Stanford CS231N Deep Learning for Computer Vision | Spring 2025 | Lecture 17- Robot Learning
- Introduction to robot learning as an interdisciplinary research area
- Contrast between supervised/self-supervised learning and robot learning
- Robot learning emphasizes sequential actions that influence environment evolution and reward accumulation
- Problem formulation for embodied agents: goals, states, actions, and rewards
- Instantiations of robot learning across domains (control, locomotion, games, language-conditioned agents, manipulation)
- Reward specification requires careful design and can be application specific
- Robot perception is embodied, active, and situated and requires multisensory integration
- Reinforcement learning enables learning via trial-and-error interactions but differs fundamentally from supervised learning
- Value-based RL and large-scale policy learning demonstrate emergent strategies in simulated domains
- Reinforcement learning succeeds in locomotion and faces challenges in manipulation in real world
- Model-based learning and planning use learned forward models for predictive control and trajectory optimization
- State representations for learned dynamics range from pixels to keypoints to particle-based models and dictate model accuracy and control capabilities
- Task-oriented learned dynamics enable complex manipulation such as tool selection and multi-stage actions (example: robotic dumpling making)

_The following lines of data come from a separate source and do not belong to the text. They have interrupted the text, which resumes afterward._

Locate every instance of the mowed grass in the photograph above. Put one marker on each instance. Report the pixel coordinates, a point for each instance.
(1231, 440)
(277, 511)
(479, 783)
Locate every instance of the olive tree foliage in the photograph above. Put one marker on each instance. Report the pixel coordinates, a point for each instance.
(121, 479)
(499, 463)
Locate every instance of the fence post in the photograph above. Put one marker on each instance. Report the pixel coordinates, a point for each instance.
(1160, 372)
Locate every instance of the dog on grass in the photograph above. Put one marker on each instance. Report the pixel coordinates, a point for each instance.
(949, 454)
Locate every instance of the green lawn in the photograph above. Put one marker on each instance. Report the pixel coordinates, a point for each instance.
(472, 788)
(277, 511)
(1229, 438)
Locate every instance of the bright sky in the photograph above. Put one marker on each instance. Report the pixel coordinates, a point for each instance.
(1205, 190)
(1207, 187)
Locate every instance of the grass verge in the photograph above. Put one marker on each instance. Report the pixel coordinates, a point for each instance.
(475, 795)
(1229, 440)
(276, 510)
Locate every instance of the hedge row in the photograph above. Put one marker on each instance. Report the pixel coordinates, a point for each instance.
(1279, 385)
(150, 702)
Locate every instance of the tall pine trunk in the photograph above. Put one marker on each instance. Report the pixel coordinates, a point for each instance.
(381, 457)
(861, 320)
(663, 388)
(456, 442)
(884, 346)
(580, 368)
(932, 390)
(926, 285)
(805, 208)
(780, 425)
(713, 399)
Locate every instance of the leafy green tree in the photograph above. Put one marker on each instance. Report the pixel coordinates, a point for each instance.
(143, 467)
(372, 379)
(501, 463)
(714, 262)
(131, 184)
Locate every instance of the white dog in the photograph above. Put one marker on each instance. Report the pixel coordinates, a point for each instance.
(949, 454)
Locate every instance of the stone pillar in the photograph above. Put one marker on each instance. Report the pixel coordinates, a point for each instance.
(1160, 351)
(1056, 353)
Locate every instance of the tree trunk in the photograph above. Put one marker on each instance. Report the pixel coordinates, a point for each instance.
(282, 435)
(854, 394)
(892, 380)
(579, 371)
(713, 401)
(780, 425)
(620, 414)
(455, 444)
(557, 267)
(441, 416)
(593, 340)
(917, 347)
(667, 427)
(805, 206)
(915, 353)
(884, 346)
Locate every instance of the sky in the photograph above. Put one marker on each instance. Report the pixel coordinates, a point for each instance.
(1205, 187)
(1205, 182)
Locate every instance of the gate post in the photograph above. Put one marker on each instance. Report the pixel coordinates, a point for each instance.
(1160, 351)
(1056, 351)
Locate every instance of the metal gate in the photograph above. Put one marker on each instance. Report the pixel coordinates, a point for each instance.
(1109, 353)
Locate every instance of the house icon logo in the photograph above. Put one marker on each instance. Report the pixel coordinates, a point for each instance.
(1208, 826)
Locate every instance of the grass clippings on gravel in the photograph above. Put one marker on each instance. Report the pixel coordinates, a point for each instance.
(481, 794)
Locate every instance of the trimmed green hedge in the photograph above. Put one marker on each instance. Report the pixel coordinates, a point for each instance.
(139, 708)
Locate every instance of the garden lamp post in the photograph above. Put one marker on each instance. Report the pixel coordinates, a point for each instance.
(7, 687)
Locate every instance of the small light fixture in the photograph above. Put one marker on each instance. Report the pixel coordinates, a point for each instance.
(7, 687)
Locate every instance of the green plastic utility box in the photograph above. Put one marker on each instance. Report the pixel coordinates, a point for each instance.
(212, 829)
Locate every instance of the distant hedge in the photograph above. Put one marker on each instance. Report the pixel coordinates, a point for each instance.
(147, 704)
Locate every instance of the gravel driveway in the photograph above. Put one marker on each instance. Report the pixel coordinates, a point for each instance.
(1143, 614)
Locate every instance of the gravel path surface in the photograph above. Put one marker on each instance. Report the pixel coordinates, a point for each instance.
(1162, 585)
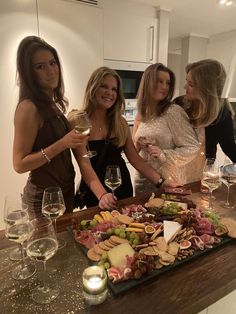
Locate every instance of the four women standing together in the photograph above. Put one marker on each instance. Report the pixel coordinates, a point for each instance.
(169, 139)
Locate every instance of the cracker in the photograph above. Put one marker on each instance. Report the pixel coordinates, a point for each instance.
(230, 224)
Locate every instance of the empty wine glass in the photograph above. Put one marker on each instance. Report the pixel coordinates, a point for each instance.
(83, 126)
(228, 177)
(41, 246)
(53, 206)
(113, 177)
(18, 228)
(211, 177)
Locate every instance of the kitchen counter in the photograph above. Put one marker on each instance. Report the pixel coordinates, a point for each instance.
(189, 288)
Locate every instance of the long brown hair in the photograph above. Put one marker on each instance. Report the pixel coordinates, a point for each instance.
(114, 114)
(146, 88)
(28, 85)
(208, 79)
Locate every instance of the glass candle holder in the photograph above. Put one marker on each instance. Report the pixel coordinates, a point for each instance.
(94, 285)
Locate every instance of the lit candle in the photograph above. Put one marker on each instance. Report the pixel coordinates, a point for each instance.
(94, 284)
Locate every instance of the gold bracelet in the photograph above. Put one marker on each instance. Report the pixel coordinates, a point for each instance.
(45, 155)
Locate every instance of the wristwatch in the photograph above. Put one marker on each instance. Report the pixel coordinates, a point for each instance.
(160, 182)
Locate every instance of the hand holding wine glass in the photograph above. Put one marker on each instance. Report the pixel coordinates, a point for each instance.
(41, 246)
(83, 125)
(18, 228)
(113, 177)
(53, 206)
(211, 177)
(228, 177)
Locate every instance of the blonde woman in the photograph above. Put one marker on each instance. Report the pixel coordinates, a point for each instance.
(110, 135)
(162, 132)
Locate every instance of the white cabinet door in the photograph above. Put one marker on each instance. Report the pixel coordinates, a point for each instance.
(129, 37)
(76, 32)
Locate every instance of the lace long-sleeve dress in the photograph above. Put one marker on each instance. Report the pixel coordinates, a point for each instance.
(182, 156)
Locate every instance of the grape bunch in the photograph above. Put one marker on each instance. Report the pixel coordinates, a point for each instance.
(142, 264)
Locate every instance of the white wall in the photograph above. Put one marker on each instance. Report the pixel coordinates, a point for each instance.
(76, 31)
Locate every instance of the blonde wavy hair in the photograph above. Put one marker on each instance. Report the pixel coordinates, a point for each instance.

- Learned models from real data can outperform hand-tuned physics simulators for contact-rich deformable tasks
- Imitation learning uses demonstrations to train policies but requires mitigation of distributional shift and cascading errors
- Implicit policy parameterizations and generative models (energy-based and diffusion policies) improve demonstration modeling for multimodal behaviors
- Robotic foundation models aim to pretrain large action-conditioned policies on diverse datasets and then adapt via post-training
- Open challenges include evaluation, reproducible benchmarks, sim-to-real gaps, data assets, and efficient data collection
Introduction to robot learning as an interdisciplinary research area
Robot learning is an interdisciplinary field at the intersection of robotics, computer vision, and machine learning that targets expanding robots’ perception and physical interaction capabilities.
It frames research goals around enabling embodied agents to:
- perceive high-dimensional sensory inputs,
- act in the physical world, and
- improve behavior via learning.
Typical research activities include:
- developing perception systems for noisy, multimodal sensors,
- designing control policies that respect dynamics and constraints, and
- building decision-making frameworks for dynamic, uncertain environments.
The area connects academic investigations and industrial efforts aiming to build general-purpose robots capable of diverse manipulation and locomotion tasks.
Contrast between supervised/self-supervised learning and robot learning
Supervised learning maps inputs X to labels Y using labeled datasets and loss minimization.
Self-supervised learning derives structure from unlabeled data via auxiliary objectives such as autoencoders or contrastive losses.
Robot learning differs fundamentally from these paradigms by incorporating sequential decision-making and physical interactions:
- actions executed by the agent change the environment and produce new observations and rewards,
- the learning target is typically a policy or control strategy that optimizes cumulative rewards under dynamics, not a static input→output mapping.
This distinction motivates distinct algorithmic choices and evaluation concerns in robotics versus traditional computer vision.
Robot learning emphasizes sequential actions that influence environment evolution and reward accumulation
Robot learning formalizes tasks where an agent chooses actions that produce state transitions and scalar feedback, and the objective is to produce action sequences that maximize cumulative reward or minimize cost.
Key problem components:
- Goal specifications (task objectives or instructions),
- State representations (what the agent observes and reasons about),
- Action spaces (discrete commands vs continuous motor controls), and
-
Reward functions (how success is quantified).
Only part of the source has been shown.